Will the IRS Disallow Backdoor Roth Contributions?

I’ve talked quite a bit about making “backdoor” Roth contributions if you’re over the income limits for contributing to a Roth IRA. In short, you can make a non-deductible contribution to a traditional and then immediately convert it into their Roth.

This strategy has become so popular that mainstream publications such as Forbes have started talking about it. But is it legal?
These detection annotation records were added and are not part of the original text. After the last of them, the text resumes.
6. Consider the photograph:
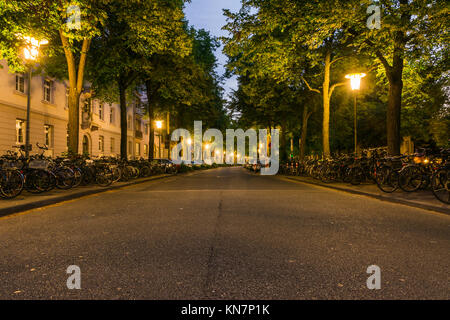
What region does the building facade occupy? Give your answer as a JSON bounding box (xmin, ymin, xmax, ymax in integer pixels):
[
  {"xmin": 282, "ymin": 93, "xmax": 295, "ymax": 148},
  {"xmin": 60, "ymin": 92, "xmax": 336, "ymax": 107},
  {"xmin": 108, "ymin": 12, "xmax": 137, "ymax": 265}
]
[{"xmin": 0, "ymin": 60, "xmax": 164, "ymax": 159}]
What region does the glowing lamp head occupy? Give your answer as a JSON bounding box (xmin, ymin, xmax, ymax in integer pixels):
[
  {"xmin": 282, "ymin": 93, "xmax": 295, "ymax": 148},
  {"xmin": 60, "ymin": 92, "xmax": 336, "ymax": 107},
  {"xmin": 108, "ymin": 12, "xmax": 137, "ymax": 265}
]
[
  {"xmin": 345, "ymin": 73, "xmax": 366, "ymax": 90},
  {"xmin": 17, "ymin": 34, "xmax": 48, "ymax": 61}
]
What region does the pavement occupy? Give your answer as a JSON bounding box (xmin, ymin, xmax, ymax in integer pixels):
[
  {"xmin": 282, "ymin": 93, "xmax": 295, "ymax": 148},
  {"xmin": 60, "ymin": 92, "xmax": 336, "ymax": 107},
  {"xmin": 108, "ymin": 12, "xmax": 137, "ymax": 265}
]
[
  {"xmin": 0, "ymin": 167, "xmax": 450, "ymax": 300},
  {"xmin": 0, "ymin": 174, "xmax": 171, "ymax": 217}
]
That was the topic of a recent discussion over on the Bogleheads forum.

This discussion was prompted by an article by Michael Kitces, who is a financial planner extraordinaire and the Director of Research for the Pinnacle Advisory Group.

According to Kitces, while the individual steps of the backdoor Roth maneuver don’t run afoul of IRS regulations, these contributions could be disallowed under the step transaction doctrine.

The step transaction doctrine is a legal principle that essentially allows the IRS to look at the overall effect of a multi-step transaction and treat it as a single, integrated event.

In other words, rather than looking at the legality or tax treatment of individual steps, the IRS is free to look at the overall result of the transaction — i.e., that an individual over the contribution limits was able to make a Roth IRA contribution — and tax (or penalize) it accordingly.

So… The question is whether or not the IRS would balk at backdoor Roth contributions. I’m not particularly concerned about it, in part because the removal of income limits for converting funds to a Roth IRA appears to have been specifically intended to allow high income individuals to do just that, but…

It seems at least theoretically possible that the IRS could view this as an over-contribution, which comes with a recurring penalty of 6%/year (albeit with a 3 year statute of limitations), and these transactions could be messy to unwind.

At the same time, it’s worth noting that IRA expert Ed Slott weighed in on this issue last spring, arguing that the step transaction doctrine is a non-issue for backdoor Roth contributions.

My pal TFB has also tackled the subject. The short version is that he’s recharacterizing his recent conversions, and will re-convert at a later date to reduce the odds of his conversions being viewed through the lens of the step transaction doctrine.

What about you? If you’ve been making backdoor Roth contributions, are you concerned about running afoul of the IRS?

9 Responses to “Will the IRS Disallow Backdoor Roth Contributions?”

  1. Anonymous

    I’m going into my third year of doing backdoor Roth IRAs. I’m really not worried about the step transaction doctrine. Plus a 3 year statute of limitations? At most I’d have to unwind $30K in backdoor Roths. Trivial compared to the benefits. This is money that would otherwise be in a taxable account.

  2. Anonymous

    I’ve done it for the past two years. I’m not concerned about it either. I think that if it was making that big of an impact on tax revenue, there will be a quick addition to the tax code that will disallow the action.

    I hope you don’t mind, but to echo your post, I recently wrote a how-to on my own site on how to contribute to a Roth IRA via the backdoor method. I think everyone who is not qualified to contribute to a Roth IRA directly should take advantage of the loophole for as long as it exists.

  3. Anonymous

    Another option if you have non W2 income is to set up an individual (aka solo) 401(k). Vanguard has low or no fee solo 401(k) options and you can choose to set up both a traditional pre-tax 401(k) and a post-tax Roth 401(k). It’s quite easy to set up and maintain and you can move money directly from a checking account into the Roth 401(k), without going through special hoops.

  4. Anonymous

    The IRS set the contribution limit on a Roth IRA for a reason. They do not want people with AGI’s over 107k contributing to a Roth IRA. I say if you can get away with the backdoor Roth, go for it! But beware, the IRS has the right to come after you one day..

  5. Anonymous

    Thank you Nickel for the link. While I still believe it’s perfectly legal, I also think there is no reason to push it to the extreme unnecessarily. Putting in a time buffer will still preserve 99% of the benefits from Backdoor Roth.

  6. Anonymous

    It’s a tough call, because while the removal of income limits for conversions of IRAs to Roths does seem to allow for backdoor contributions, you have to wonder why income limitations for Roth contributions wouldn’t have also been eliminated. I spoke with an IRA company that seemed to believe this was all legal and good. I would have to imagine that if this was an issue the IRS would have already issued some sort of guidance.